La cara será el espejo del alma y seré un topo para eso pero soy el puto Sherlock Holmes para todo lo demás.

Si todo va bien saldré dentro de un mes. He encontrado un alquiler barato cerca del barrio de mi ex. A veces intercambio emails con ella e incluso viene a visitarme en ocasiones. Qué mujer. Después de lo que le hice. Me hace sentir pequeño y ridículo y enorme e importante al mismo tiempo. Siempre me avisa de la ropa que vestirá hasta que yo pueda oír el sonido de su voz. Así la visita cunde más. Releo ahora todo lo que he escrito y siento que no he sido del todo claro con ustedes aunque sea por omisión: no me dejó por la prosopagnosia. Me dejó porque dejé de ser yo. Cargué toda mi mierda sobre ella y aguantó… aguantó mucho. Podía soportar que me deprimiese, que me hundiera, que no pudiese imaginar un futuro sin su cara grabada en él. Pero no lo de las drogas ni lo que me hacían hacer. Intentó ayudarme y una noche se me ocurrió empujarla contra la cocina, haciéndole una brecha en la cabeza contra la esquina de un armario. Sé lo que está pensando y tiene razón: soy un puto miserable. Y yo le digo que no me lo perdonaré jamás. Mis primeros días ella estaba a mi lado, en mi casa. Era ella quien despedía a mi madre con una sonrisa triste, no era yo con una falsa sonrisa. No sé por qué les he dicho otra cosa. Quizá porque no estoy curado del todo, a saber. Creo que no lo estaré nunca. Ella estaba ahí cuando me perdía con alguna película, cuando me encerraba para meterme, cuando algún amigo pasaba a visitarme y yo no estaba para nada ni para nadie. La enfermedad por la que me dejó no tiene un nombre largo y yo fui el culpable, y no una cáscara de plátano, de todo lo que ocurrió después.

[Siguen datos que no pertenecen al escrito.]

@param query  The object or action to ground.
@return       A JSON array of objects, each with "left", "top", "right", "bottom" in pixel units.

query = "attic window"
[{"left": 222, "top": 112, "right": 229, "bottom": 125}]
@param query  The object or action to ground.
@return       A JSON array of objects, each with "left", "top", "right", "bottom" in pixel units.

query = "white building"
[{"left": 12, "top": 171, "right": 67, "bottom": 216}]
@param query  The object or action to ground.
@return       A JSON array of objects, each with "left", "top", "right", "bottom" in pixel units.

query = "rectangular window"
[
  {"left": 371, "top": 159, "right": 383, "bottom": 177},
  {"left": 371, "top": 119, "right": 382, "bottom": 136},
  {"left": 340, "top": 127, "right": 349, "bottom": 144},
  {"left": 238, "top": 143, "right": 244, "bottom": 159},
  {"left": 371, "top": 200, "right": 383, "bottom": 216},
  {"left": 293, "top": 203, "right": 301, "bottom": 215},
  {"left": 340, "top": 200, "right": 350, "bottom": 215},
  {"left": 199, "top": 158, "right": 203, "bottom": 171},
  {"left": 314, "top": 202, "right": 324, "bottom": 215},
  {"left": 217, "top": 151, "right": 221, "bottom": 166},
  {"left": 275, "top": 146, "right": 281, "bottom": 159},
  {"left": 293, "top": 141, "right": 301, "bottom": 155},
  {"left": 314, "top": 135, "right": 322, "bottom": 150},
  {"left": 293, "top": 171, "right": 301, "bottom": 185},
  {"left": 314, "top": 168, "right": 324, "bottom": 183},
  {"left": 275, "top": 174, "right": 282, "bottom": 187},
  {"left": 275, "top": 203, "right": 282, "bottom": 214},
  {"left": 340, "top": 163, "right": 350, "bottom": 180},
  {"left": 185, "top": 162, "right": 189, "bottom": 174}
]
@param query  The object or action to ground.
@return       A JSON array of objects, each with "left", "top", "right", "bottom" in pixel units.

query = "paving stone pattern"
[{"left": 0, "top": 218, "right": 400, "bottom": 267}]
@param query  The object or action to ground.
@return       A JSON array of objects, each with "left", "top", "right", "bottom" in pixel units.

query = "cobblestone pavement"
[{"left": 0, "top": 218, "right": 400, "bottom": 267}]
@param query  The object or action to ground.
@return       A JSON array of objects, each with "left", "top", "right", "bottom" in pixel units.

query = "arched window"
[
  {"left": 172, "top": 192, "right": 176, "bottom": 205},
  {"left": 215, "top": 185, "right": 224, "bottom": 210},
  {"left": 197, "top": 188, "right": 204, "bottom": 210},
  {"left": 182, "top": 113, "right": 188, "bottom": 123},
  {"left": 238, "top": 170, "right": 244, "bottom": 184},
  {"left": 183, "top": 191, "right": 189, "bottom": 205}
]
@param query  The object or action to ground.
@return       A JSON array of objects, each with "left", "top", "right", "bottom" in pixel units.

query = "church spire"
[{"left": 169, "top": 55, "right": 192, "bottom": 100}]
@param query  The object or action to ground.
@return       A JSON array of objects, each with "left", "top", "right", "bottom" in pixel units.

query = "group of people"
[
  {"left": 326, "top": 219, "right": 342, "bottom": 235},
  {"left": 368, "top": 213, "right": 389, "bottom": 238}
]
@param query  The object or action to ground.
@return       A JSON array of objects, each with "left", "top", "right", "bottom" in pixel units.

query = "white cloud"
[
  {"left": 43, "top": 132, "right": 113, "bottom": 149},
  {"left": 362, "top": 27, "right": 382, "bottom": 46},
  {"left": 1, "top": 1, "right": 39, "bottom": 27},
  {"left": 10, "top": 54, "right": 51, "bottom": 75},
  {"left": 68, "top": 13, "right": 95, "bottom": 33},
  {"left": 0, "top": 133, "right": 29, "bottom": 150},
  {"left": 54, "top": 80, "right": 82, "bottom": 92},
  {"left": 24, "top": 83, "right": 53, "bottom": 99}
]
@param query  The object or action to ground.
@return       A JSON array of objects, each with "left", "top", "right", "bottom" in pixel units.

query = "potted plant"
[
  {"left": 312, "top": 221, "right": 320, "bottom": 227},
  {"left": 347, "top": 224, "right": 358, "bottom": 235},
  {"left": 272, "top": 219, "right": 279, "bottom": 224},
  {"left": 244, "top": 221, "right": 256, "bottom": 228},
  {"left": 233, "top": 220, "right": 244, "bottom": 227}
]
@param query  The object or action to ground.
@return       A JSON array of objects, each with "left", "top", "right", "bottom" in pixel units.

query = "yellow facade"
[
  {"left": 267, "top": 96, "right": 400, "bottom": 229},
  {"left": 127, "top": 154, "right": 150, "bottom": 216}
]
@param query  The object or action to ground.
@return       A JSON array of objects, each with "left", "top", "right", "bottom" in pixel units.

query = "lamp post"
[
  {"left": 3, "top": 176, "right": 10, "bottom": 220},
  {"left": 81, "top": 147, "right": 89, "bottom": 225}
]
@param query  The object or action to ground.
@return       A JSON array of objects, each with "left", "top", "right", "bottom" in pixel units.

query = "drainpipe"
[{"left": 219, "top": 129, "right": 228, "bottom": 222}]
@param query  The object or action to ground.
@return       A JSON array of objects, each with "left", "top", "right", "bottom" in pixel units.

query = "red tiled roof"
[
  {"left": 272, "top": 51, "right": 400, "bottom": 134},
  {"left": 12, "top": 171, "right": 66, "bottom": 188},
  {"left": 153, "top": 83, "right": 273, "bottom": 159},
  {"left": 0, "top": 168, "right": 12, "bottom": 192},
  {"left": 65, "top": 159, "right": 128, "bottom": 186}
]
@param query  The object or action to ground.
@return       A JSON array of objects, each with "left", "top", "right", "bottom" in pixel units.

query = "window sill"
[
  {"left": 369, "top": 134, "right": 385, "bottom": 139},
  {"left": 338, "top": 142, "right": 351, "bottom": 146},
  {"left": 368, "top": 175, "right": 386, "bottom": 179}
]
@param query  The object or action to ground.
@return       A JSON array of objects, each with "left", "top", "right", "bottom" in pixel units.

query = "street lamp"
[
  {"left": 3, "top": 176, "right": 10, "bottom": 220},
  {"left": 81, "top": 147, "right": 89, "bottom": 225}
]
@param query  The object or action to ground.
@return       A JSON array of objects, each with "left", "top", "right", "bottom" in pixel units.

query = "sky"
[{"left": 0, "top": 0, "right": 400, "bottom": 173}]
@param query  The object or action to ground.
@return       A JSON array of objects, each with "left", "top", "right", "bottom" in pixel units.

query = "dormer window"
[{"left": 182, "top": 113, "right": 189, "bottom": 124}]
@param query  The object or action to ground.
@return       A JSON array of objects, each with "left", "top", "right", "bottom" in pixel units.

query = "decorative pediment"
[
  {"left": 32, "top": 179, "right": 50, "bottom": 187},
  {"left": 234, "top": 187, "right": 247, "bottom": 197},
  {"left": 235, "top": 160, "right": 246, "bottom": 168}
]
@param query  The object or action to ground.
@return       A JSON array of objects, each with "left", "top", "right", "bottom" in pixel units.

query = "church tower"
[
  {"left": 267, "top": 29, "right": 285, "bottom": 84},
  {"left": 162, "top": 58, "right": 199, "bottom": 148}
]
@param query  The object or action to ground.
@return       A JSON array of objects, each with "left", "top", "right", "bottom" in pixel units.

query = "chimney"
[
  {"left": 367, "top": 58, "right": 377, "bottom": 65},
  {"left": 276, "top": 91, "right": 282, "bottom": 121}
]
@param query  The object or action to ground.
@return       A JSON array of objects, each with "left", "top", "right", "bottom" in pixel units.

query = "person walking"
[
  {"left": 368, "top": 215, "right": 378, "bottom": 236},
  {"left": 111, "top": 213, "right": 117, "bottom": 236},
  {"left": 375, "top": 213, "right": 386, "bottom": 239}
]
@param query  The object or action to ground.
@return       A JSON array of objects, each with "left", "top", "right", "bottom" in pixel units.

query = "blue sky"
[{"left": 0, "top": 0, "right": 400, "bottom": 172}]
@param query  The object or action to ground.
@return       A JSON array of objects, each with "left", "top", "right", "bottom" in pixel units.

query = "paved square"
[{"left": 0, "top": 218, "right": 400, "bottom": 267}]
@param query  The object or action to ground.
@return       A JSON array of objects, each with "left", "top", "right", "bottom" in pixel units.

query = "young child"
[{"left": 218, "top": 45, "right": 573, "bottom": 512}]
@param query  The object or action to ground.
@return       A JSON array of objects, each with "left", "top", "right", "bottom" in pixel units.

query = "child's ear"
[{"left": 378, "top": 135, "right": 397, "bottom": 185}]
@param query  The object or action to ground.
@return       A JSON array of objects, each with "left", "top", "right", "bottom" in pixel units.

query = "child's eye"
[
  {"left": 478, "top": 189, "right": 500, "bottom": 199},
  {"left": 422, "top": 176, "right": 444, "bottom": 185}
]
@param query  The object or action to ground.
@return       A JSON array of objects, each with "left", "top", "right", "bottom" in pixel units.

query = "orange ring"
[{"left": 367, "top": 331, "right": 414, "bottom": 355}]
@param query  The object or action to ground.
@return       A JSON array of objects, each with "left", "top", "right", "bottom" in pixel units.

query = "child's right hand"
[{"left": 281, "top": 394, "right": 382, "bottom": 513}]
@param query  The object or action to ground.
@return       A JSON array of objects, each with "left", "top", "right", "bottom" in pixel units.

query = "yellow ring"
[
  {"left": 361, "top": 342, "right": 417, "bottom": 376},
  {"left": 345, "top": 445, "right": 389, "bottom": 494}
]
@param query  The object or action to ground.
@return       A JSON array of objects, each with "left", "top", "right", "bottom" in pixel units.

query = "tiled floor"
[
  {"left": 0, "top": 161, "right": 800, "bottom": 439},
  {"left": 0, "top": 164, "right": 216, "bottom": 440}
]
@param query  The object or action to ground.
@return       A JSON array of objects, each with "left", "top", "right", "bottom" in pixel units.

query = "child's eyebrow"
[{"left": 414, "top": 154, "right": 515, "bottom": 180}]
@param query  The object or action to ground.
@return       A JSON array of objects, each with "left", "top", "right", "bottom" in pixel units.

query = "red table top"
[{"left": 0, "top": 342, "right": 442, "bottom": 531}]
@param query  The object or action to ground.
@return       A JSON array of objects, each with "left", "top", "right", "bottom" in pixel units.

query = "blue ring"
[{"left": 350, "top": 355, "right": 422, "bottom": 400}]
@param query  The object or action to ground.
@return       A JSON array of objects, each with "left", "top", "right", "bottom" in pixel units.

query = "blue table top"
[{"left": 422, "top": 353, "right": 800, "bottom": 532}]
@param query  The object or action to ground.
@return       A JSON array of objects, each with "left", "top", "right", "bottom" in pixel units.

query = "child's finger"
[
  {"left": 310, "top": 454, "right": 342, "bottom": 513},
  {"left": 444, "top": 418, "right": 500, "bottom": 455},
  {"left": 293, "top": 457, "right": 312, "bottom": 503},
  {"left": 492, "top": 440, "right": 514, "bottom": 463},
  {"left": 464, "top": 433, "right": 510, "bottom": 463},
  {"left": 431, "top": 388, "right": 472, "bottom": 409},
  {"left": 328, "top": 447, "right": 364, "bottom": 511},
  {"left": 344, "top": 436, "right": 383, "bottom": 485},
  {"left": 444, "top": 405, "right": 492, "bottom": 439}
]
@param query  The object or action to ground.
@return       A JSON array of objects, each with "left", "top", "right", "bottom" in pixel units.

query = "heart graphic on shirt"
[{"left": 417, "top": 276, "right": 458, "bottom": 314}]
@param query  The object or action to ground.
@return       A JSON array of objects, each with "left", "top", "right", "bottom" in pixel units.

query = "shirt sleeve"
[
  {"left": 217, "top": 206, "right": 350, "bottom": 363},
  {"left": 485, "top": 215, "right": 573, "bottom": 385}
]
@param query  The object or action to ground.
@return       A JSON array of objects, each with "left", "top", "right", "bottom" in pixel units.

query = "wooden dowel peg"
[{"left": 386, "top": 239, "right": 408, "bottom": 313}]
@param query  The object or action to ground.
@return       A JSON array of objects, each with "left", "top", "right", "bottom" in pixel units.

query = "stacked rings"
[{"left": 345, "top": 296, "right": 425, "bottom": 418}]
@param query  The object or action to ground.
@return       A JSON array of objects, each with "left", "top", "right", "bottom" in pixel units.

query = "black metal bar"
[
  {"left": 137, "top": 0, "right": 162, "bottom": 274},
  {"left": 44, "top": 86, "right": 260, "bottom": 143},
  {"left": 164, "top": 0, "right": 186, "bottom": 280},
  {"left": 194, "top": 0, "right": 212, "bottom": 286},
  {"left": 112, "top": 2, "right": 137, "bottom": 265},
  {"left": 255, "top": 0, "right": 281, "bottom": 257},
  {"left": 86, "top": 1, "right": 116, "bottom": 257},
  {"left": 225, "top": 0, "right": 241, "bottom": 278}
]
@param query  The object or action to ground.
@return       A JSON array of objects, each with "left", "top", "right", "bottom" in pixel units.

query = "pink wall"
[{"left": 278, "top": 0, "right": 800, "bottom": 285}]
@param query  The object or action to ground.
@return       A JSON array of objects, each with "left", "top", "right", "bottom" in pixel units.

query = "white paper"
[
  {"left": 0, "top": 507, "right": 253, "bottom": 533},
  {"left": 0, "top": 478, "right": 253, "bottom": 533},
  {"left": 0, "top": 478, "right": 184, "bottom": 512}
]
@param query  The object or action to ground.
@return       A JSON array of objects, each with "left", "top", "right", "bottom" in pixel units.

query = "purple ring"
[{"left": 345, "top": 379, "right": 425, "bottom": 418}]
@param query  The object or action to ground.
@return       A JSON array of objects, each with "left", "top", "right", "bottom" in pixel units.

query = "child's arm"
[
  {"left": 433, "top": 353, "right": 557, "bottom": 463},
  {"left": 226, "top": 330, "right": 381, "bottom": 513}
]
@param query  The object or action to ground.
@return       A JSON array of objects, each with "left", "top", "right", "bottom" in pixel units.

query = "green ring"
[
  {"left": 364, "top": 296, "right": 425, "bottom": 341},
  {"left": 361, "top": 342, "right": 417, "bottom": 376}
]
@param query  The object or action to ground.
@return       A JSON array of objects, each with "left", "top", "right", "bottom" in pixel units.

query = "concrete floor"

No sé si tendré otra oportunidad con ella: no me siento merecedor. Sí, le he dicho que viviré cerca y que cada día intentaré ser mejor. Que es todo lo que puedo prometer. Que necesito que, de vez en cuando, me diga si estoy haciendo el idiota hasta que pueda caminar solo de nuevo.

Ni siquiera sé si tiene pareja ahora. La verdad es que prefiero no saberlo. No hago planes. Supongo que si al final todo sigue igual y ella prosigue su vida con alguien a su lado, la prosopagnosia será una bendición para mí. Y si no, bueno, todo samurái necesita un señor. O señora.

Deséeme suerte. Haré todo lo que pueda, tiene mi palabra. Le dejo en su playa, con sus piedras, así que muchas gracias por el paseo.

Ah, y no lo tenga en cuenta si un día me cruzo con usted y no le saludo. Me pasa muy a menudo.